UU KIA juga mengatur hak cuti suami mendampingi istri melahirkan sekurang-kurangnya selama 2 hari atau ditambah 3 hari selanjutnya sesuai kesepakatan dengan pemberi kerja.
Pengesahan RUU KIA menjadi UU dianggap akan membawa angin segar bagi Perempuan untuk dapat tetap berkarir karena mendapat cuti dan tetap bisa tenang bekerja, sehingga menguatkan pemberdayaan ekonomi Perempuan sebagaimana paradigma kapitalisme bahwa Perempuan produktif adalah Perempuan yang bekerja.
UU KIA seolah-olah dirancang untuk mewujudkan kesejahteraan bagi ibu dan anak. Namun, ternyata hal yang mendasari lahirnya UU ini bukanlah semangat untuk mensejahterakan keduanya, melainkan perolehan target ekonomi.
UU ini akan meningkatkan partisipasi perempuan di dunia kerja dan kontribusinya terhadap peningkatan produktivitas nasional. Selama ini kendala-kendala reproduksi menjadi alasan utama yang menghambat kaum perempuan berpartisipasi di dunia kerja.
Tampak dari penjelasan ini bahwa UU KIA lebih mengarah pada pemberdayaan ekonomi perempuan daripada jaminan kesejahteraan bagi ibu dan anak.
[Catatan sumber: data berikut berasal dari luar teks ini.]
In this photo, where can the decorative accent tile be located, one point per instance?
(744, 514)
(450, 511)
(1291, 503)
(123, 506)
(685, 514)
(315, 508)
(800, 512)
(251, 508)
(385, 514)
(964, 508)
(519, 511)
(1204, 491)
Dengan disahkannya UU ini, perempuan didorong untuk bekerja karena meski bekerja, ia masih bisa merawat anaknya pasca persalinan karena ada cuti melahirkan yang cukup panjang.
Namun, apakah cuti tersebut akan cukup untuk menjamin kesejahteraan ibu dan anak? Sementara itu, negara minim dalam memfasilitasi para ibu. Tidak ada jaminan kesehatan gratis bagi ibu dan anak. Juga tidak ada jaminan tersedianya makanan bergizi seimbang bagi ibu dan anak.
Begitu juga tidak ada jaminan bahwa ibu bisa memberikan ASI eksklusif selama enam bulan dan menyempurnakannya hingga dua tahun. Bahkan bagi ibu tanpa masalah medis, jatah cuti hanya tiga bulan.
Negara juga tidak memberikan jaminan pekerjaan bagi kepala keluarga (laki-laki/bapak) sehingga banyak PHK dan ibu pekerja harus menanggung beban ekonomi keluarga. Bisa dibayangkan, betapa beratnya beban ibu. Sudahlah terbebani secara mental karena harus meninggalkan anak bayi untuk bekerja, ditambah lagi harus terbebani menanggung nafkah keluarga yang sungguh melelahkan.
Lantas di mana sisi sejahteranya?
Hal ini berbeda dengan sistem Islam. Kesejahteraan dalam perspektif Islam tidak didominasi ukuran materi, tetapi sangat memperhatikan aspek ruhiyah. Indikator kesejahteraan ibu dan anak dalam Islam tidak lepas dari posisinya sebagai hamba Allah.
Oleh karenanya, ibu disebut sejahtera bukan karena menghasilkan rupiah, tetapi ketika ia bisa menjalankan fungsi dan tugas yang telah Allah Swt tetapkan baginya, yaitu sebagai pengasuh dan pendidik bagi anaknya. Fungsi hadanah dan tarbiah ini menjadi aspek penting untuk mengukur kesejahteraan ibu dalam pandangan Islam.